Judith Simmer-Brown is a distinguished professor of contemplative and religious studies at Naropa University, where she has taught for over 40 years. Simmer-Brown is founder of Naropa’s Center for the Advancement of Contemplative Education, and is a compassion trainer for the Compassion Initiative. She co-chairs the Contemplative Studies Steering Committee for the American Academy of Religion; is author of Dakini’s Warm Breath: The Feminine Principle in Tibetan Buddhism; and co-editor of Meditation and the Classroom: Contemplative Pedagogy for Religious Studies. She is co-editor of a new contemplative studies book series and is guest co-editor of a forthcoming special issue on compassion for Mindfulness Journal. For the last year, she’s been co-team leader for the Buddhist team of Fetzer’s Shared Sacred Story project.

Najeeba Syeed is the inaugural El-Hibri endowed chair and executive director of Interfaith at Augsburg. She has been a professor, expert practitioner and public speaker for the last two decades in the fields of conflict resolution, interfaith studies, mediation, education, deliberative democracy, social, gender and racial equity. In 2021 she served as chief of staff for an elected official, and prior to that appointment was an associate professor of Interreligious Education for a decade at Claremont School of Theology. She is widely published in the area of interreligious studies, peace studies and theologies of religious communities.

Anam Thubten grew up in Tibet and at an early age began to practice in the Nyingma lineage of Tibetan Buddhism. He currently resides in the San Francisco Bay Area. He is the founder and spiritual advisor of Dharmata Foundation, teaching widely in the U.S, Europe and Asia. He is the author of several books, including Embracing Each MomentNo Self, No Problem, and The Citadel of Awareness. Through sharing his wisdom and personal experience on the spiritual path, Thubten brings alive the timeless teachings of Buddhism.

Mary Evelyn Tucker teaches at Yale University’s School of the Environment and at the Divinity School. She is co-director (with John Grim) of the Yale Forum on Religion and Ecology and has co-organized 10 conferences on World Religions and Ecology. Tucker is the author and/or editor of close to 20 volumes and has published hundreds of articles. She is widely regarded as a pioneer in the field of religion and ecology. Tucker was a member of the Earth Charter Drafting committee and the International Earth Charter Council. She won the Inspiring Yale Teaching Award in 2015 and has been awarded five honorary degrees. With Grim, she received a Lifetime Achievement Award from the International Society for the Study of Religion, Nature and Culture.

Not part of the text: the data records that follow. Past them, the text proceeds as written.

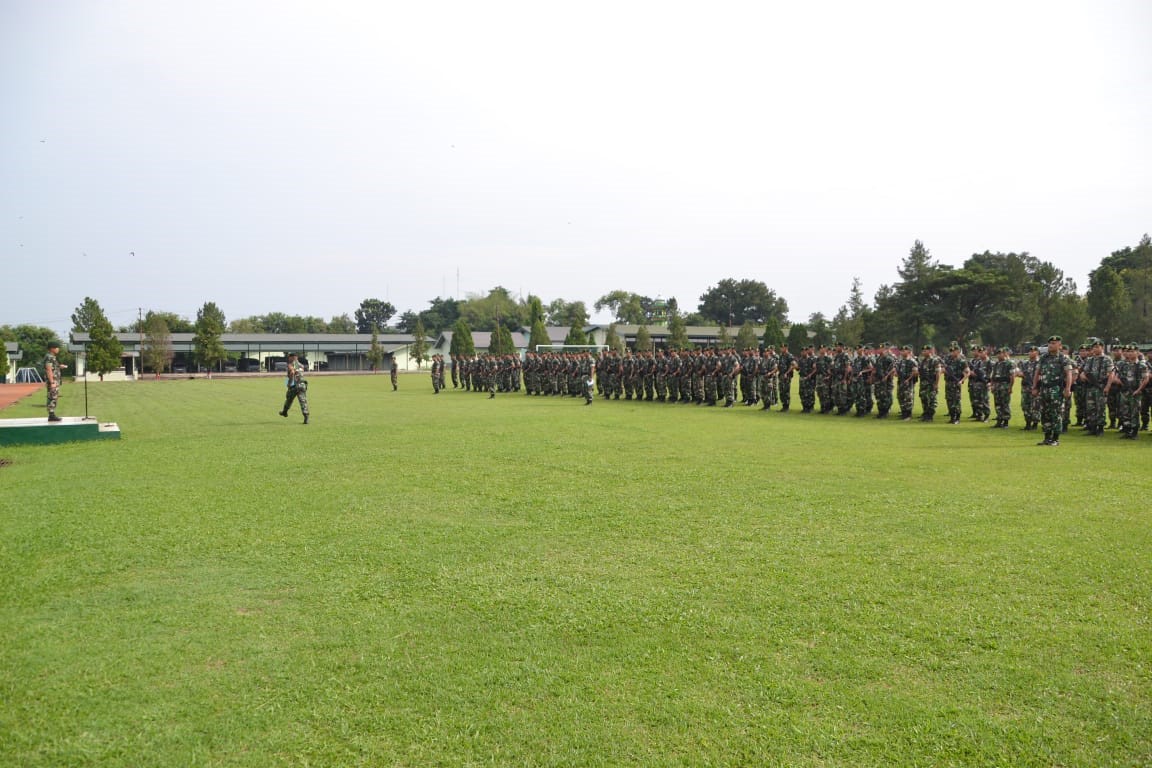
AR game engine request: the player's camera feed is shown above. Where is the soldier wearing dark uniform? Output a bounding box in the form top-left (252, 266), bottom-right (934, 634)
top-left (872, 343), bottom-right (895, 418)
top-left (390, 357), bottom-right (399, 391)
top-left (832, 342), bottom-right (852, 415)
top-left (851, 344), bottom-right (874, 417)
top-left (1080, 340), bottom-right (1113, 436)
top-left (1106, 344), bottom-right (1150, 440)
top-left (777, 343), bottom-right (796, 411)
top-left (1072, 345), bottom-right (1090, 426)
top-left (797, 345), bottom-right (817, 413)
top-left (1017, 347), bottom-right (1040, 430)
top-left (279, 352), bottom-right (309, 424)
top-left (815, 344), bottom-right (834, 414)
top-left (967, 346), bottom-right (990, 422)
top-left (758, 347), bottom-right (779, 410)
top-left (1030, 335), bottom-right (1073, 446)
top-left (918, 345), bottom-right (942, 421)
top-left (942, 343), bottom-right (970, 424)
top-left (44, 341), bottom-right (63, 422)
top-left (989, 347), bottom-right (1018, 428)
top-left (895, 345), bottom-right (918, 421)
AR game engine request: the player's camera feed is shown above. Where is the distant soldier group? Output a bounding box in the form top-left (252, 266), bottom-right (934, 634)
top-left (442, 336), bottom-right (1150, 447)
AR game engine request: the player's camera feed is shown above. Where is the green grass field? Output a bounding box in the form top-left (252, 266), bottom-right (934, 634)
top-left (1, 374), bottom-right (1149, 767)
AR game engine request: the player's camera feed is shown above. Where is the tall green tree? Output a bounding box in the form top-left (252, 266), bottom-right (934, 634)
top-left (142, 314), bottom-right (173, 376)
top-left (761, 316), bottom-right (785, 349)
top-left (786, 322), bottom-right (809, 350)
top-left (831, 278), bottom-right (868, 348)
top-left (807, 312), bottom-right (834, 347)
top-left (697, 278), bottom-right (788, 326)
top-left (410, 318), bottom-right (428, 369)
top-left (72, 297), bottom-right (123, 379)
top-left (3, 325), bottom-right (70, 372)
top-left (194, 302), bottom-right (228, 376)
top-left (355, 298), bottom-right (397, 333)
top-left (529, 318), bottom-right (551, 352)
top-left (595, 291), bottom-right (652, 324)
top-left (634, 325), bottom-right (652, 352)
top-left (328, 314), bottom-right (357, 333)
top-left (460, 287), bottom-right (523, 332)
top-left (547, 298), bottom-right (591, 329)
top-left (488, 324), bottom-right (516, 356)
top-left (564, 326), bottom-right (588, 346)
top-left (1087, 265), bottom-right (1129, 344)
top-left (450, 318), bottom-right (475, 356)
top-left (666, 312), bottom-right (691, 350)
top-left (367, 328), bottom-right (384, 371)
top-left (715, 324), bottom-right (732, 349)
top-left (735, 321), bottom-right (758, 351)
top-left (604, 323), bottom-right (625, 353)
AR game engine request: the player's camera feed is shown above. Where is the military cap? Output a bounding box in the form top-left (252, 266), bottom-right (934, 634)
top-left (1047, 335), bottom-right (1061, 342)
top-left (948, 342), bottom-right (959, 350)
top-left (47, 340), bottom-right (61, 348)
top-left (901, 344), bottom-right (912, 351)
top-left (1091, 339), bottom-right (1104, 346)
top-left (922, 344), bottom-right (932, 350)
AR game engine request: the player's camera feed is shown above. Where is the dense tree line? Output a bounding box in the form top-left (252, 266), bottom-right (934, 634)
top-left (8, 235), bottom-right (1146, 380)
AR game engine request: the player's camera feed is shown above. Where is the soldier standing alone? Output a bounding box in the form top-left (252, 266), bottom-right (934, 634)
top-left (44, 341), bottom-right (63, 422)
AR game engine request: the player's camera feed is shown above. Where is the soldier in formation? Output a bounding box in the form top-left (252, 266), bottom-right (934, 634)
top-left (44, 340), bottom-right (63, 422)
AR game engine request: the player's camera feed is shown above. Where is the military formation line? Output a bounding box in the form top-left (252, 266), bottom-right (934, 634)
top-left (428, 337), bottom-right (1151, 446)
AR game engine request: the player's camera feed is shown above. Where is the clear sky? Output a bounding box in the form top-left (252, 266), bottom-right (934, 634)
top-left (2, 0), bottom-right (1149, 337)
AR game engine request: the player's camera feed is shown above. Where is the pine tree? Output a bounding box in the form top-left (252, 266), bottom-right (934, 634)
top-left (142, 315), bottom-right (173, 376)
top-left (605, 323), bottom-right (625, 353)
top-left (735, 321), bottom-right (758, 351)
top-left (762, 317), bottom-right (785, 349)
top-left (666, 312), bottom-right (691, 350)
top-left (367, 328), bottom-right (384, 371)
top-left (450, 318), bottom-right (476, 356)
top-left (786, 322), bottom-right (809, 350)
top-left (716, 324), bottom-right (732, 349)
top-left (529, 319), bottom-right (551, 352)
top-left (411, 318), bottom-right (428, 368)
top-left (564, 326), bottom-right (588, 346)
top-left (635, 325), bottom-right (652, 352)
top-left (73, 297), bottom-right (123, 379)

Vivian Williams-Kurutz is a founder and executive director of Harlem Wellness Center, as well as a health activist, community organizer, yoga and meditation teacher, writer and business owner in Manhattan. Through two decades of work at the intersection of racial, health and environmental justice, she is committed to contributing to the vibrancy, health and stability of her community and the world. In the spirit of Dr. Martin Luther King Jr.’s dream for “beloved community,” she delights in bringing diverse groups together in ways that foster understanding, connection, healing and social change. Previously, she maintained an extensive career in the arts that encompassed performance, direction, producing, writing, music and teaching.

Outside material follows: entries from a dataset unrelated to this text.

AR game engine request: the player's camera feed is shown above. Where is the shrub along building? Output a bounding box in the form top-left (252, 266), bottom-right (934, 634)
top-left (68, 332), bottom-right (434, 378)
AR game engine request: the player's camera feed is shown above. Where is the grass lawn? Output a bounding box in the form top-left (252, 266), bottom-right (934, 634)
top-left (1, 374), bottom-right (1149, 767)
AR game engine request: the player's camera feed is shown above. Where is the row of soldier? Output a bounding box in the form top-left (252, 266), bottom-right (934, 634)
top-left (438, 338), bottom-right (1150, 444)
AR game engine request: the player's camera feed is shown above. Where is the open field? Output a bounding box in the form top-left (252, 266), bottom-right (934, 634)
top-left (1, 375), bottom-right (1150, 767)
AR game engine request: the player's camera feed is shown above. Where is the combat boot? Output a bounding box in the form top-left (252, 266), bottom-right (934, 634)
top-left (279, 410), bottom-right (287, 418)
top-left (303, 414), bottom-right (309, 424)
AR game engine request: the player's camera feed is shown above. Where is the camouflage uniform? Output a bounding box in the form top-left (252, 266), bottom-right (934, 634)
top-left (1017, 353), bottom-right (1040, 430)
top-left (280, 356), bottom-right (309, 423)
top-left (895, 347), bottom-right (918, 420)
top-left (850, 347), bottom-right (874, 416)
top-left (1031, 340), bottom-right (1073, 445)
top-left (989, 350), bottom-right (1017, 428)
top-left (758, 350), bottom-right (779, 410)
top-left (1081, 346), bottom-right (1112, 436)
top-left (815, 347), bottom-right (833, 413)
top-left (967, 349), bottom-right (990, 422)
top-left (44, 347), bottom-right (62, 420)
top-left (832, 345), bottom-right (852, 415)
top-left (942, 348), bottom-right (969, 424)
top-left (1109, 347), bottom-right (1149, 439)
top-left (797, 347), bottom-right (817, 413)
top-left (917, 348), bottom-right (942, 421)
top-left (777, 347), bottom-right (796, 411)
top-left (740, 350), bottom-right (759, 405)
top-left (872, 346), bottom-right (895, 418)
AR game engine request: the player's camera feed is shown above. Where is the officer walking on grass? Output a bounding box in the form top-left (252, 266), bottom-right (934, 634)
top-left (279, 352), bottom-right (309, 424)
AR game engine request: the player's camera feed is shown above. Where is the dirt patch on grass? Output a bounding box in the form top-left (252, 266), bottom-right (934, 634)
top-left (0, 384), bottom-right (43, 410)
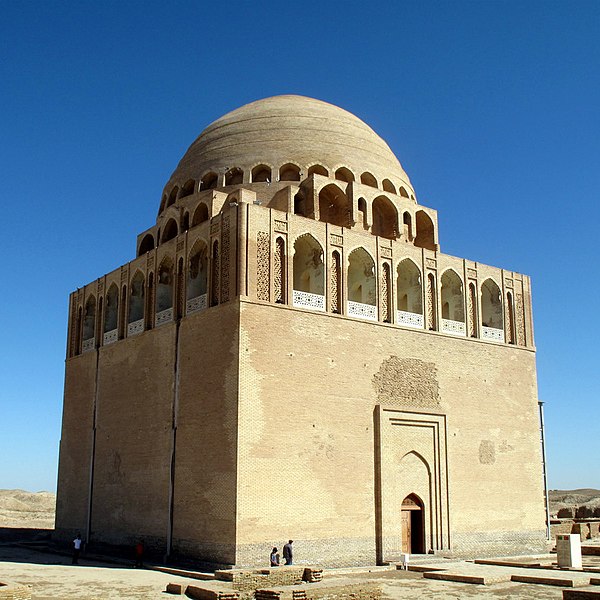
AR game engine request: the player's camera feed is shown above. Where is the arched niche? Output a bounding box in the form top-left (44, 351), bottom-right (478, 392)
top-left (357, 197), bottom-right (368, 230)
top-left (156, 259), bottom-right (174, 313)
top-left (180, 179), bottom-right (195, 198)
top-left (308, 164), bottom-right (328, 177)
top-left (225, 167), bottom-right (243, 186)
top-left (166, 186), bottom-right (178, 208)
top-left (334, 167), bottom-right (354, 182)
top-left (187, 240), bottom-right (208, 306)
top-left (360, 172), bottom-right (378, 188)
top-left (138, 233), bottom-right (155, 256)
top-left (279, 163), bottom-right (301, 182)
top-left (399, 186), bottom-right (410, 198)
top-left (83, 296), bottom-right (96, 341)
top-left (128, 272), bottom-right (145, 324)
top-left (251, 164), bottom-right (271, 183)
top-left (318, 183), bottom-right (349, 228)
top-left (161, 218), bottom-right (178, 243)
top-left (372, 196), bottom-right (398, 240)
top-left (192, 203), bottom-right (209, 227)
top-left (347, 248), bottom-right (376, 308)
top-left (441, 269), bottom-right (465, 325)
top-left (104, 284), bottom-right (119, 334)
top-left (200, 171), bottom-right (218, 190)
top-left (293, 234), bottom-right (325, 307)
top-left (382, 179), bottom-right (396, 194)
top-left (481, 278), bottom-right (504, 335)
top-left (402, 212), bottom-right (413, 242)
top-left (397, 259), bottom-right (423, 318)
top-left (414, 210), bottom-right (436, 251)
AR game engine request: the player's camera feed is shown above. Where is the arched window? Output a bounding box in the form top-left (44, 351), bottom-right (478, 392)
top-left (331, 250), bottom-right (341, 314)
top-left (104, 284), bottom-right (119, 339)
top-left (399, 186), bottom-right (410, 198)
top-left (138, 233), bottom-right (155, 256)
top-left (180, 179), bottom-right (195, 198)
top-left (427, 273), bottom-right (437, 331)
top-left (128, 272), bottom-right (145, 332)
top-left (274, 237), bottom-right (286, 304)
top-left (187, 240), bottom-right (208, 313)
top-left (396, 259), bottom-right (423, 328)
top-left (357, 198), bottom-right (368, 230)
top-left (156, 259), bottom-right (174, 320)
top-left (293, 234), bottom-right (324, 311)
top-left (360, 172), bottom-right (378, 188)
top-left (414, 210), bottom-right (436, 251)
top-left (334, 167), bottom-right (354, 182)
top-left (279, 163), bottom-right (301, 181)
top-left (225, 167), bottom-right (243, 186)
top-left (347, 248), bottom-right (376, 320)
top-left (192, 203), bottom-right (209, 227)
top-left (318, 184), bottom-right (349, 227)
top-left (403, 212), bottom-right (413, 242)
top-left (308, 164), bottom-right (328, 177)
top-left (210, 240), bottom-right (219, 306)
top-left (481, 279), bottom-right (504, 341)
top-left (382, 179), bottom-right (396, 194)
top-left (166, 186), bottom-right (178, 208)
top-left (372, 196), bottom-right (398, 240)
top-left (200, 171), bottom-right (218, 191)
top-left (251, 164), bottom-right (271, 182)
top-left (441, 270), bottom-right (465, 335)
top-left (161, 219), bottom-right (178, 243)
top-left (83, 296), bottom-right (96, 346)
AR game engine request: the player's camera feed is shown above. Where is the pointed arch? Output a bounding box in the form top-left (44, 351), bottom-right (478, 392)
top-left (180, 179), bottom-right (195, 198)
top-left (319, 183), bottom-right (349, 228)
top-left (157, 257), bottom-right (174, 314)
top-left (357, 197), bottom-right (368, 230)
top-left (138, 233), bottom-right (155, 256)
top-left (397, 259), bottom-right (423, 328)
top-left (402, 212), bottom-right (413, 242)
top-left (83, 296), bottom-right (96, 342)
top-left (399, 186), bottom-right (410, 198)
top-left (187, 239), bottom-right (209, 312)
top-left (347, 247), bottom-right (376, 319)
top-left (481, 278), bottom-right (504, 341)
top-left (293, 234), bottom-right (324, 310)
top-left (382, 179), bottom-right (396, 194)
top-left (334, 166), bottom-right (354, 182)
top-left (128, 271), bottom-right (145, 324)
top-left (251, 164), bottom-right (271, 183)
top-left (279, 163), bottom-right (301, 181)
top-left (192, 203), bottom-right (209, 227)
top-left (104, 283), bottom-right (119, 334)
top-left (415, 211), bottom-right (436, 251)
top-left (441, 269), bottom-right (465, 334)
top-left (308, 164), bottom-right (328, 177)
top-left (200, 171), bottom-right (218, 191)
top-left (161, 218), bottom-right (178, 243)
top-left (360, 172), bottom-right (378, 188)
top-left (372, 195), bottom-right (398, 240)
top-left (225, 167), bottom-right (243, 186)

Rabbi Shmuly Yanklowitz has twice been named one of America’s Top Rabbis by Newsweek and has been named by The Forward as one of the 50 most influential Jews and one of The Most Inspiring Rabbis in America. Rabbi Yanklowitz is the author of 22 books on Jewish ethics, and his writings have appeared in outlets including the New York Times, Wall Street Journal, Washington Post, Guardian and Atlantic, among many other publications. He has served as speaker at the World Economic Forum Switzerland and a Rothschild Fellow in Cambridge, UK. Shmuly received master’s degrees from Harvard University and Yeshiva University, and his doctoral from Columbia University. He was ordained as a rabbi by Yeshivat Chovevei Torah, along with two private ordinations in Israel.